En nuestras casas cada vez hay más máquinas y, sin embargo, solemos tener muy poca idea de cómo funcionan: no sabemos por qué el móvil ha dejado de encenderse ni cómo se explican los constantes fallos del ordenador. Cuando se trata de aparatos más enrevesados, la cosa todavía se complica. Los problemas técnicos en un telescopio espacialtelescopio espacial, en el sistema de comunicaciones de una aerolínea o en la red social Twitter causan graves quebraderos de cabeza tanto a sus responsables como a los afectados por sus consecuencias.
El científico estadounidense Samuel Arbesman recuerda en su último libro, ‘Demasiado complicado: la tecnología en los límites de la comprensión’, cómo varios errores de este tipo coincidieron en un solo día. El 8 de julio del 2015, mientras él escribía su manuscrito, United Airlines suspendió sus vuelos a causa de un fallo informático, la bolsa de Nueva York colapsó y la web del Wall Street Journal se vino abajo. Corrieron rumores de ciberataque, pero al final resultaron ser malas pasadas tecnológicas.
“Nuestras tecnologías, desde páginas web y sistemas de comercio bursátil hasta modelos científicos e incluso cadenas de suministro, están tan interconectadas y son tan complicadas que en muchos casos ni siquiera aquellos que las construyen y mantienen pueden entenderlas del todo”, escribe Arbesman en los primeros compases de su libro, resumiendo la idea que después irá desarrollando.

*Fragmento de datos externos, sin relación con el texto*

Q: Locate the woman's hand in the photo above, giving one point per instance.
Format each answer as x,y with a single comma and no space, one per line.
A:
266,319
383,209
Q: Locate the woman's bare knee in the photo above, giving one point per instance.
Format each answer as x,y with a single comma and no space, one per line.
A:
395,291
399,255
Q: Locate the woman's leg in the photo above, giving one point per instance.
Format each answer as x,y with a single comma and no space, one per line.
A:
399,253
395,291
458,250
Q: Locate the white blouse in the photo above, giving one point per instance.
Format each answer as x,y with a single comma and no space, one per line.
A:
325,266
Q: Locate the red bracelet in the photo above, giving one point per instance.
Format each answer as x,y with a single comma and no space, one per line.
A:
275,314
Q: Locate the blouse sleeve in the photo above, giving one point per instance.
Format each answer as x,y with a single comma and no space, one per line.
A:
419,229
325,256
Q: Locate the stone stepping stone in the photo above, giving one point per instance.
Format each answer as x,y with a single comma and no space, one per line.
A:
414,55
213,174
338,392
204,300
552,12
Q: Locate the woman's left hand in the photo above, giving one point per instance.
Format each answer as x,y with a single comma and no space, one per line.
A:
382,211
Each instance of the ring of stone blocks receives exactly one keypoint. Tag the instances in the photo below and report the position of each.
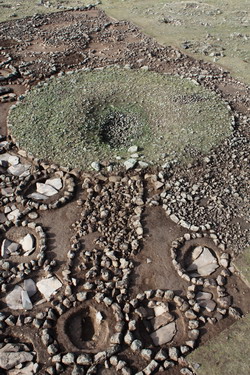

“Hace falta un equipo de personas para diseñar y fabricar estos sistemas complejos; trabajan en componentes específicos o en ciertos susbsistemas que comprenden perfectamente”, aclara el escritor y bioinformático a HojaDeRouter.com. Cada grupo o integrante del mismo estará especializado en un área, pero “no hay un solo individuo que conozca a la perfección cada uno de sus componentes”, prosigue el “científico de la complejidad”, como él se autodenomina.
Esas unidades no tienen sentido de forma aislada, sino que constituyen piezas de un enorme e imprevisible rompecabezas. “Los elementos interaccionan entre sí muchas veces de forma inesperada”, advierte el científico. En los entramados tecnológicos suficientemente grandes y no lineales, donde hay abundantes conexiones y flujos de información, “se produce un desequilibrio entre el conocimiento que tenemos sobre su fabricación, el que creemos tener sobre cómo funciona y el que tenemos realmente”, indica Arbesman.
Según el escritor, solo los errores, como agujeros de seguridad y fallos técnicos, sacan a la luz esa discordancia. Entonces, “nos damos cuenta de que estábamos muy lejos de entender el sistema completamente”, afirma.
Imprevistos y sorpresas
El mismísimo Alan Turing, padre de la informática moderna, ya predijo en los años 50 que las máquinas iban a dar muchas sorpresas a la humanidad. Arbesman coincide con el genio de las matemáticas al afirmar que siempre vamos a encontrar resultados inesperados: “Podemos controlar los sistemas complejos, pero solo parcialmente”, asegura.
Para el estadounidense, la compresión y el dominio totales son “una quimera”, por lo que encuentra mucho más acertado desterrar ese deseo. “Debemos tomar una postura más modesta, asumir lo que podemos y no podemos hacer y mantener una relación interactiva, de observación y aprendizaje”, aconseja.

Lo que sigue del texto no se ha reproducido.